Hume’s problem of causation takes a similar form to the problem of induction: Causes are not things we can perceive, just as we could not perceive a principle of induction, so we can’t have knowledge of them from experience—yet since they are a thing in the world, we can’t have a priori knowledge of them either. In very brief outline: For an event to be the cause of another, there has to be a special kind of relation between them, a ‘necessary connexion’ which specifies that the one will always be followed by the other. The relation is unknowable by experience, says Hume, because all we actually perceive is regular succession––certain events continually following certain others (a billiard ball always moving when hit, say). We can’t perceive the relation, so our need to posit it is psychological, and irrational.
Has no progress been made since Hume formulated this problem? Popper pointed out in Objective Knowledge that the problem of causation, while similar in form and even taken by Kant to be the same thing as the problem of induction, is directly refuted by Hume’s ‘negative’ solution to the latter. It is irrational to posit causes only if we assume that knowledge is revealed to us by experience—the ‘bucket theory of knowledge’. In the rest of the aforementioned book, Popper sets out an alternative theory of knowledge that does not require the illogical form of inference that Hume himself rejected. According to this alternative, there is no problem in conjecturing a causal relation, for whatever reason, and seeing if it stands up to criticism (empirical or otherwise).

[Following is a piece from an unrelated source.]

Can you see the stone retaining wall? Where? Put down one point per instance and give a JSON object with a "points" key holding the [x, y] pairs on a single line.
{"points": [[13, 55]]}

There is no causality—there is only explanation
So that’s an extremely important respect in which progress has been made. Meanwhile, contemporary philosophers have come up with various theories of the nature of causality. Broadly these can be either mechanistic or difference-making, and either monistic or pluralistic. All of them—including, I suspect, the pluralistic accounts—commit the same basic error: namely, in thinking that there is even a problem to be solved here. They assume that there is a thing in the world called causality or a ‘law of causality’ that universally relates events—or in the case of pluralistic accounts, they assume that there are a few such ‘laws’ for different types of events. Both assumptions are wrong, because causes are simply parts of our explanations** of certain phenomena. Clearly we have different kinds of explanations in different fields. Causes in economics are not the same thing as causes in physics, just as explanations in economics draw on different knowledge from those in physics. The attempt to find a relation common to both fields, or even to define one relation that applies automatically in one and a different kind of relation that applies in the other, is not an interesting problem to solve, because it divorces causes from their explanatory roles. And sometimes we don’t even need causes. They are inapplicable at the level of microscopic physics, for example. F. Russo and J. Williamson recently put forward an ‘epistemic theory of causality', which says, perhaps in agreement with me, that the distinction between mechanistic and difference-making causality is a false dichotomy. There are different kinds of evidence of causality, they say, and it is improper to try to infer causal laws beyond that evidence: “Causality is just the result of this epistemology.” I hope to criticise this alternative in a later post. For now, there is no law of causality: There is only a concept of causality that functions as an explanatory tool.
*Viz a planned departure from the syllabus to opine in an honest way that is generally more interesting than the rest of the lecture.** By ‘explanation’ I simply mean accounts of what exists, what it does, and how and why.